Diretor-geral e chefe de jornalismo deixam a BBC após escândalo de manipulação anti-Trump
Crise expõe viés ideológico, ativismo woke e postura anti-Israel da emissora pública britânica
O diretor-geral da BBC, Tim Davie, e a chefe de jornalismo, Deborah Turness, renunciaram neste domingo, 9, após a revelação de que o programa Panorama editou de forma enganosa um discurso de Donald Trump feito em 6 de janeiro de 2021, criando a impressão de que o presidente americano incitara a invasão do Capitólio.
De acordo com um relatório interno de Michael Prescott, ex-integrante do comitê de padrões editoriais da BBC, a emissora “fabricou uma fala inexistente” ao combinar trechos de momentos distintos do discurso.
O documento apontou que o material final fez parecer que Trump havia dito: “Nós vamos marchar até o Capitólio e eu estarei lá com vocês. E nós lutaremos. Nós lutaremos à beça.”

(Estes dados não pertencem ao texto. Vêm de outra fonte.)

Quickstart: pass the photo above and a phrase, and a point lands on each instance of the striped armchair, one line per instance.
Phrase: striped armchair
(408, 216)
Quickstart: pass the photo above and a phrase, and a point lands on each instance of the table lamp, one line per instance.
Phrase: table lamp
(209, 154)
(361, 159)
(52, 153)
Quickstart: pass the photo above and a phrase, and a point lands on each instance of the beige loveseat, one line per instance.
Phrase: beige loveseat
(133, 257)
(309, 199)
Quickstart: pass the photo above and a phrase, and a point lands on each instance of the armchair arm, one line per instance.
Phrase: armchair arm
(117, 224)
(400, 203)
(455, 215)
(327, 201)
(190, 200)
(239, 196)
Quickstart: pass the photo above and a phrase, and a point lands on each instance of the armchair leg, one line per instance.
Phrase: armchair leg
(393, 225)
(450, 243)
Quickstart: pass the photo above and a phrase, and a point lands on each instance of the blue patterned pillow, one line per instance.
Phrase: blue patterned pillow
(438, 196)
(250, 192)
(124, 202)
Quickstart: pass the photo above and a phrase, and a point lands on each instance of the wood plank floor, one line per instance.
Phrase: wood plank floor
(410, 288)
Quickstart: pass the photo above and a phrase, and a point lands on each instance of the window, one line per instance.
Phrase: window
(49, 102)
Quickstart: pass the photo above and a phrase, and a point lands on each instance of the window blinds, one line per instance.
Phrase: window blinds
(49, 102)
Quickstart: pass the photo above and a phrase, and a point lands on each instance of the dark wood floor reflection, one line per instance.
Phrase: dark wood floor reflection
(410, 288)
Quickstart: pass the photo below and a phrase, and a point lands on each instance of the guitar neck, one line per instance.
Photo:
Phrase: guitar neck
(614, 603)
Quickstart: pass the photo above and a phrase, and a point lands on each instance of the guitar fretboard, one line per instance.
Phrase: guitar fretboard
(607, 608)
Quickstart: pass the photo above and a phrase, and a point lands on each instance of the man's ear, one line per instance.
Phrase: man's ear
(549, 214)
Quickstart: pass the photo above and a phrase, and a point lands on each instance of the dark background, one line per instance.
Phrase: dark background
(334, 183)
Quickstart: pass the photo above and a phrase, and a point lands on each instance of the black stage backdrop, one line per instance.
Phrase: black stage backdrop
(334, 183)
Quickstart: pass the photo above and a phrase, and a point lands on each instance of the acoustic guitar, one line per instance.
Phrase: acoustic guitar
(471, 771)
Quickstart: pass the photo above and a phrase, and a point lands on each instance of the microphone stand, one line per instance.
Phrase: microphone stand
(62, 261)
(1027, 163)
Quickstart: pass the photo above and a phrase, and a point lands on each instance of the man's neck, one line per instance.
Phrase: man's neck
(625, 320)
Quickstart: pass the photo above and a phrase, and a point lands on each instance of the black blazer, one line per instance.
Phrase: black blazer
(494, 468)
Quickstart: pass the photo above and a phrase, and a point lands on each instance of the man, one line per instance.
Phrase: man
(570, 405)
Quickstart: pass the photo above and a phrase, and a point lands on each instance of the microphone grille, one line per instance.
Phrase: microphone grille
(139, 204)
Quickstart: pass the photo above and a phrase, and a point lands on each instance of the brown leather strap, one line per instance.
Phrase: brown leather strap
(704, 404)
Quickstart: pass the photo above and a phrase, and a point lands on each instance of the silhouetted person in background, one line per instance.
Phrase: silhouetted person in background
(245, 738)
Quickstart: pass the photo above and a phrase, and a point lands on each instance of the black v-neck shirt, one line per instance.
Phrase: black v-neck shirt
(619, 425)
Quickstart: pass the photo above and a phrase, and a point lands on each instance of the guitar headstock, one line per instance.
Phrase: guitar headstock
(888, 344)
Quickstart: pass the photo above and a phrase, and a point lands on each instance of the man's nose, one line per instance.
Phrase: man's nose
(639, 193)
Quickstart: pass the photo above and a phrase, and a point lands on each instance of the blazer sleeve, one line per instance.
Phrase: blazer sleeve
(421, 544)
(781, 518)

Prescott classificou o caso como “um precedente perigoso de manipulação editorial” e alertou para “o viés político crescente e a falta de ação da direção.”
Trump comemorou as demissões em sua rede Truth Social. “A BBC finalmente paga o preço por espalhar desinformação sobre mim e sobre o povo americano”, escreveu.
Parlamentares conservadores britânicos pediram uma investigação independente, enquanto líderes trabalhistas defenderam cautela, mas admitiram que o episódio abala a confiança na emissora pública.
A crise acontece a menos de dois anos da renegociação da carta régia, que define o modelo de financiamento e a autonomia da BBC.
O governo britânico disse que acompanha a situação, mas negou interferência no processo de sucessão. O diretor financeiro, Leigh Tavaziva, assumiu interinamente.
O caso reacendeu críticas ao viés ideológico e à militância woke dentro da BBC.
Em 2024 e 2025, a emissora foi acusada de reportagens distorcidas sobre o conflito em Gaza e de instruções internas que orientavam jornalistas a responsabilizar Israel pela fome no território.
Investigações internas revelaram ainda postagens de funcionários da BBC Arabic exaltando Hitler e negando o Holocausto.
Outro episódio citado envolveu um documentário sobre Gaza narrado por um menino de 13 anos, filho de um ministro do Hamas, sem que essa informação fosse revelada ao público. A própria BBC classificou o caso como “falha catastrófica.”
Em 2023, a emissora também se desculpou por distorcer um comunicado das Forças de Defesa de Israel sobre a operação no hospital Al-Shifa.
O escritor britânico Douglas Murray afirmou que o episódio confirma “o viés institucionalizado da BBC contra vozes conservadoras.”
Ele relatou ter sido “emboscado por jornalistas militantes” e acusou a emissora de manter “uma cultura progressista hostil a qualquer visão não alinhada.”
O conselho da BBC se reunirá na terça-feira, 11 de novembro, para discutir medidas de transparência e o processo de escolha do novo diretor-geral.
A crise é considerada a mais grave desde 2012, quando George Entwistle deixou o cargo após erro grave do programa Newsnight.